La simplification de la définition publique du féminisme permet la diversification des investissements, des priorités, tout en ciblant un même objectif : l’égalité. Enfin, ces actrices ou professionnelles du cinéma sont souvent des femmes qui présentent un intérêt pour l’esthétique et la mode. Le mouvement s’ouvre à des formes de féminité qui étaient jusque-là ouvertement exclues car considérées comme complices de l’oppression. Ce qui rassure beaucoup de jeunes femmes qui se désinvestissaient pour cette raison En sont la preuve des succès tels que celui de Chimamanda Ngozi Adichie (Nous sommes tous féministes) en tant qu’icône féministe, dont l’ouvrage Americanah sera bientôt porté à l’écran.

La place du groupe Kering pour ce programme ou de Gucci dans l’initiative Chime for Change ouvre évidemment le débat sur la question esthétique, sa participation à l’enfermement de la femme et à son instrumentalisation, étant un des premiers arguments de sa discréditation. Nous nous contenterons juste d’élargir le débat en soulignant le paradoxe suivant : l’esthétique est et a été pour beaucoup de femmes un moyen d’expression identitaire et un moyen d’acceptation de Soi. Par exemple, le mouvement des féministes noires américaines a beaucoup lutté pour le droit à l’esthétisation de leur corps, en mettant en valeur leur identité propre et leurs canons de beauté. En contrepartie, il est certain que le poids écrasant d’une imagerie particulière réduit considérablement les représentations de la féminité et peut être insoutenable pour les femmes qui ne s’y reconnaissent pas. Ces groupes de luxe s’insèrent dans un système préexistant de diffusion des représentations féminines, qui lui-même est inséré dans une dynamique bien plus large : l’hégémonie de modèles témoins de possibilités réduites d’incarnation de la féminité.
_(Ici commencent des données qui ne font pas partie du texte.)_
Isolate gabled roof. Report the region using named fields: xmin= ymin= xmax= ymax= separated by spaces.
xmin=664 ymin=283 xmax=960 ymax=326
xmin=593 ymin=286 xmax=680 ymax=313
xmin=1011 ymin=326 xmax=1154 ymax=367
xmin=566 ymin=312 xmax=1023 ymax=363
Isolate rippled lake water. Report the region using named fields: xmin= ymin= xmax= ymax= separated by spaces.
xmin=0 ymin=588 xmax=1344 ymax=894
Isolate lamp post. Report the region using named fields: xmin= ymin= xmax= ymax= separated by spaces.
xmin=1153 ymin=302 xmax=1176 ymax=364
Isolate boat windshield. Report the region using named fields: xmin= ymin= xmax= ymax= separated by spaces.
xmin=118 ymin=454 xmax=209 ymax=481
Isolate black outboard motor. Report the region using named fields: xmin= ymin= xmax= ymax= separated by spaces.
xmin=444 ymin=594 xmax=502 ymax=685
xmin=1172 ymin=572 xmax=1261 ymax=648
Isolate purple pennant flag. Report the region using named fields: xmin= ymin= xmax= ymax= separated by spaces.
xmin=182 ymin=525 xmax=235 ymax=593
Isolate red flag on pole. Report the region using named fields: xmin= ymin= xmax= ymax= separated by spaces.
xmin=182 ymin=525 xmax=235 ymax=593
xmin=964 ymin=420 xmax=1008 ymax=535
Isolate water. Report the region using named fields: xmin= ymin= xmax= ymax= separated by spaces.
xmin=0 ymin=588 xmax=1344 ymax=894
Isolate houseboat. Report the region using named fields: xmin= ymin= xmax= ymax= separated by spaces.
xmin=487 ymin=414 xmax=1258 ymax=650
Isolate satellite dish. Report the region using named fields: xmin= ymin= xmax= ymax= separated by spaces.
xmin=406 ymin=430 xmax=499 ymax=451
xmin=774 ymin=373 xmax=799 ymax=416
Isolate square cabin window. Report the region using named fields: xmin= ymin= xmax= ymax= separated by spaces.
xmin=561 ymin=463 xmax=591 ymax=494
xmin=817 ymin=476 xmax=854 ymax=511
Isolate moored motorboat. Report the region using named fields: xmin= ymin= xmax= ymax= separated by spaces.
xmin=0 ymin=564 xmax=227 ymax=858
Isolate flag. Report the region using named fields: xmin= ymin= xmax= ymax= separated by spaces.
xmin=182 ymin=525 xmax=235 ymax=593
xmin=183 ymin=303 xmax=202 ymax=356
Mais est-ce vraiment leur combat ? Est-ce que chaque initiative doit-être regardée à travers les problèmes qu’elle ne règle pas et non ceux qu’elle met en lumière ? 

La première étape d’une action sociale pour améliorer la condition d’un groupe dans un milieu particulier est de rendre visible les expériences des membres de ce groupe, de mettre à jour les problèmes, les difficultés d’intégration rencontrées. Ensuite viennent l’analyse, les préconisations ou recommandations et la mise en place d’un plan d’action. Women In Motion mise sur la subtilité, on ne tape pas du poing sur la table, on ne provoque pas trop pour rester visible, fédérer et ne pas tomber dans le piège des stéréotypes corrélés au féminisme. Reste à observer et œuvrer pour qu’il s’agisse bel et bien de la première des étapes à venir.